When U.S. Sen. Ken Salazar of Colorado takes office later this month as Secretary of the Department of Interior, he'll have one plush "executive washroom."

According to the Washington Post, outgoing Interior Secretary Dirk Kempthorne recently spent $235,000 of our tax money on a new bathroom for the fifth-floor office.

The renovation included a new shower, monogrammed towels, paneling, tiles, and a refrigerator and freezer. It was all kosher, according to the department's inspector general, because the project had been approved by the General Services Administration, which manages most federal facilities.

Salazar has yet to be confirmed, so he's still in the senate for a little while. His replacement has been named by Colorado Gov. Bill Ritter.

Ritter's choice, Denver School Superintendent Michael Bennet, surprised just about everybody.

Bennet is barely known outside Denver. Before getting elected to the U.S. Senate in 2004, Salazar had served as the state's Director of Natural Resources before winning statewide office as attorney general (a position also held by Coloradan Gale Norton, who was George W. Bush's interior secretary from 2001 to 2006).

Although he's never run for office, Bennet has considerable experience in public life. Before going to Denver Public Schools, he was chief of staff for Denver Mayor John Hickenlooper. He worked in the Justice Department and the State Department during the Clinton administration, and was once an aide to the governor of Ohio.

But he appears to have little or no background in public lands, energy development, tribal relationships, water management, and similar issues that are important to Coloradans and other Westerners. Bennet does plan to run for a senate term of his own in 2010, which will require him to visit the backwaters of Colorado and address such topics, so he could well get up to speed -- by all accounts, he's a quick study.

More on Bennet
Ray Ring
Ray Ring
Jan 07, 2009 03:52 PM
The Grist Web site has more background on Bennet -- he's married to a veteran enviro lawyer and his family seems to be in the liberal aristocracy.

Quoting Grist:

His wife, Susan Daggett, is an environmental lawyer who formerly worked for the Earthjustice Legal Defense Fund, where she represented environmental groups in litigation related to the Endangered Species Act, Clean Water Act, and other environmental laws.
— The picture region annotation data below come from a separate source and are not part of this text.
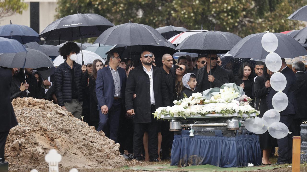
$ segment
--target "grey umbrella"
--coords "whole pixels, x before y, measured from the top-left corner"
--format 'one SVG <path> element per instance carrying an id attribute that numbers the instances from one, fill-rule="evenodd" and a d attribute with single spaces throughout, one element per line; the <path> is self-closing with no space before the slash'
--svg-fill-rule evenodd
<path id="1" fill-rule="evenodd" d="M 225 53 L 241 39 L 239 36 L 228 32 L 204 32 L 188 36 L 175 50 L 198 54 L 206 53 L 212 50 Z"/>
<path id="2" fill-rule="evenodd" d="M 1 54 L 0 66 L 33 69 L 53 66 L 50 58 L 46 54 L 36 50 L 26 49 L 26 52 Z"/>
<path id="3" fill-rule="evenodd" d="M 290 20 L 307 21 L 307 5 L 301 7 L 287 18 Z"/>
<path id="4" fill-rule="evenodd" d="M 265 59 L 269 53 L 262 47 L 261 39 L 265 33 L 255 33 L 246 36 L 239 41 L 228 54 L 234 58 Z M 273 33 L 278 39 L 278 47 L 274 52 L 282 58 L 293 58 L 307 55 L 304 47 L 291 36 L 283 33 Z"/>

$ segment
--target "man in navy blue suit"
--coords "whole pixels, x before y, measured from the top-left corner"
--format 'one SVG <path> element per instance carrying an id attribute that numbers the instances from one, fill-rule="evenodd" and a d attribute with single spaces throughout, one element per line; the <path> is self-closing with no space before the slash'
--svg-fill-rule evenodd
<path id="1" fill-rule="evenodd" d="M 97 72 L 96 93 L 99 110 L 99 123 L 97 131 L 103 130 L 108 119 L 110 126 L 110 138 L 117 143 L 119 117 L 125 104 L 126 72 L 119 68 L 120 58 L 113 51 L 107 56 L 109 65 Z"/>
<path id="2" fill-rule="evenodd" d="M 280 112 L 280 120 L 279 122 L 286 124 L 289 130 L 292 131 L 292 124 L 296 112 L 296 102 L 294 96 L 296 90 L 296 79 L 295 75 L 292 70 L 287 66 L 285 59 L 282 58 L 282 64 L 278 72 L 283 74 L 287 79 L 287 84 L 286 88 L 282 91 L 282 92 L 287 95 L 289 103 L 286 109 Z M 266 103 L 269 109 L 272 109 L 274 108 L 272 104 L 272 98 L 274 95 L 278 92 L 270 87 L 268 89 L 269 93 L 266 97 Z M 291 163 L 292 141 L 292 136 L 290 134 L 288 134 L 287 136 L 282 139 L 277 139 L 278 157 L 276 164 Z"/>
Daggett has also worked for the Sierra Club and the Natural Resources Defense Council, and is now an independent consultant who works with conservation groups on oil and gas development issues in the Rocky Mountain region. She is currently a member of the Denver Board of Water Commissioners, a member of the board of trustees for The Nature Conservancy's Colorado chapter, and a member of Denver Mayor John Hickenlooper's Greenprint Council, which helps direct the Greenprint Denver sustainable-development initiative.

Bennet is the son of Douglas Bennet, who has served as the CEO of NPR, the president of Wesleyan University, and assistant secretary of state for international organization affairs in the Clinton administration. Michael Bennet's brother, James Bennet, is the editor of The Atlantic Monthly and a former New York Times correspondent.